In primis non prende in considerazione il progresso tecnologico nel suo sviluppo storico:
– stando a La gran caduta dell’immonda vecchia, nell’anno 200 dell’Egira già esistevano gli autobus e la saldatura ossidrica;
– in una realtà palesemente postapocalittica, anziché imprecare, ci si sfoga con esclamazioni bonapartiste: “Corpo di mille galeoni e valchirie con la spada” (p. 142);
– ne La maledizione del clavicordo, Tutankhamon e Čajkovskij si fondono in un unico personaggio: Tutančajkovskij e Wagner, durante gli anni del suo regno, si fa costruire una piramide egizia alta duemila metri;
– uno degli alchimisti del bey della Turchia di Gradinata di gioielli conosce l’uso dell’elettricità e delle cellule fotoelettriche, nonché dei sistemi antincendio, scoperte che il bey sfrutterà per imprigionare, una dopo l’altra, le sue sette mogli.
In seconda battuta, all’interno della metanarrazione di Uccidendo nani a bastonate, tutto avviene nello stesso momento.

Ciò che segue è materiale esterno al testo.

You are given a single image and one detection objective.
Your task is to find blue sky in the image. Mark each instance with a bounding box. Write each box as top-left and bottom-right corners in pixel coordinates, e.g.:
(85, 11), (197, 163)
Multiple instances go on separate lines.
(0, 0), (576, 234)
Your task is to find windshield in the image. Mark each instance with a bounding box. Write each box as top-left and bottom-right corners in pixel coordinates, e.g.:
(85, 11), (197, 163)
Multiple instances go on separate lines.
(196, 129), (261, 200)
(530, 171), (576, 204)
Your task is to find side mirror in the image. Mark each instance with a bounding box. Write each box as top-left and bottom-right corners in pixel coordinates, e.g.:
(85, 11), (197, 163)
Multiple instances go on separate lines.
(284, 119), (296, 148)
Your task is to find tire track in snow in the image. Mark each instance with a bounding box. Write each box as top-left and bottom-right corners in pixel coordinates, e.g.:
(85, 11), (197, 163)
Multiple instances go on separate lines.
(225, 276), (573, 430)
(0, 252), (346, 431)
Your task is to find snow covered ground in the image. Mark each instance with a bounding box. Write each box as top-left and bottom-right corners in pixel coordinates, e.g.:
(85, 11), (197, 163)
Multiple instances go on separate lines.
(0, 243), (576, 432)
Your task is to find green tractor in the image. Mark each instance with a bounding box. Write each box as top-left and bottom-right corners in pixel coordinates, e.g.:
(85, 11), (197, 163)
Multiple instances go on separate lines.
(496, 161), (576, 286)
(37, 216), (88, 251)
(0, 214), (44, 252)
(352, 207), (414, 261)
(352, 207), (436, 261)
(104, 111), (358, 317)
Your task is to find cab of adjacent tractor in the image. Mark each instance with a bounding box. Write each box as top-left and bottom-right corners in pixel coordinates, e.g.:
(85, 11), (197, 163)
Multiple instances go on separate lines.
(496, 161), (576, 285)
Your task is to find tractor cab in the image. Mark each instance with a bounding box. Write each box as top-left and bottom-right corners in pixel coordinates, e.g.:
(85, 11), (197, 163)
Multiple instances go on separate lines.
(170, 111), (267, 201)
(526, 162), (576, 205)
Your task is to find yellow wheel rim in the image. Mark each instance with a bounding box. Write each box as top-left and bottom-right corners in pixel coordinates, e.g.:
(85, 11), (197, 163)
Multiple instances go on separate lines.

Contemporaneamente i racconti vengono:
– scritti dall’autore: “Proprio in quel momento le forze della tecnocrazia mandate dal Controllore sferrarono l’attacco congiunto, interrompendo la discussione […] E così non ho potuto scoprire come andava a finire l’analisi di guerra di Josè Garbanzo” (p. 103);
– stampati dal tipografo: “Come le dicevo, Gòmez, errori tipografici che potevano essere perdonati nella versione mohicana, sono intollerabili quando traduciamo in spagnolo. Siamo seri, Gòmez. Sono uno scrittore importantissimo” (p. 99);
– commentati dai personaggi: “È fuori luogo, ma devo dirlo se non voglio scoppiare. Mentre limo il prologo di questo romanzo storico, non posso fare a meno di guardare sulla mia scrivania il volume delle memorie di Metatarso Grullo Periquete […] poi trasformato in salsicciotti per ordine dei giudici, tra i quali ebbi l’onore di figurare” (p. 93).
L’istante che riassume ogni fase della narrazione è naturalmente anche quello in cui il lettore è impegnato nella lettura. Si genera un cortocircuito. Immaginiamo che qualcuno dei personaggi di Laiseca desideri sfruttare questo cortocircuito per provocare un’elettrocuzione: su di sé, su di un altro personaggio, sull’autore, sul lettore. D’altronde “La vita è dura. Meno male che ognuno ha i suoi masochismi per distrarsi” (p. 52).
L’importante è che ciascuno sia in grado di fare i dovuti distinguo. “Devo avvertirla: quello che le riferirò è un racconto solo in parte. Con la chiaroveggenza che la contraddistingue, non dubito che riuscirà a scoprire la verità attraverso il dislocamento delle esagerazioni” (p. 34).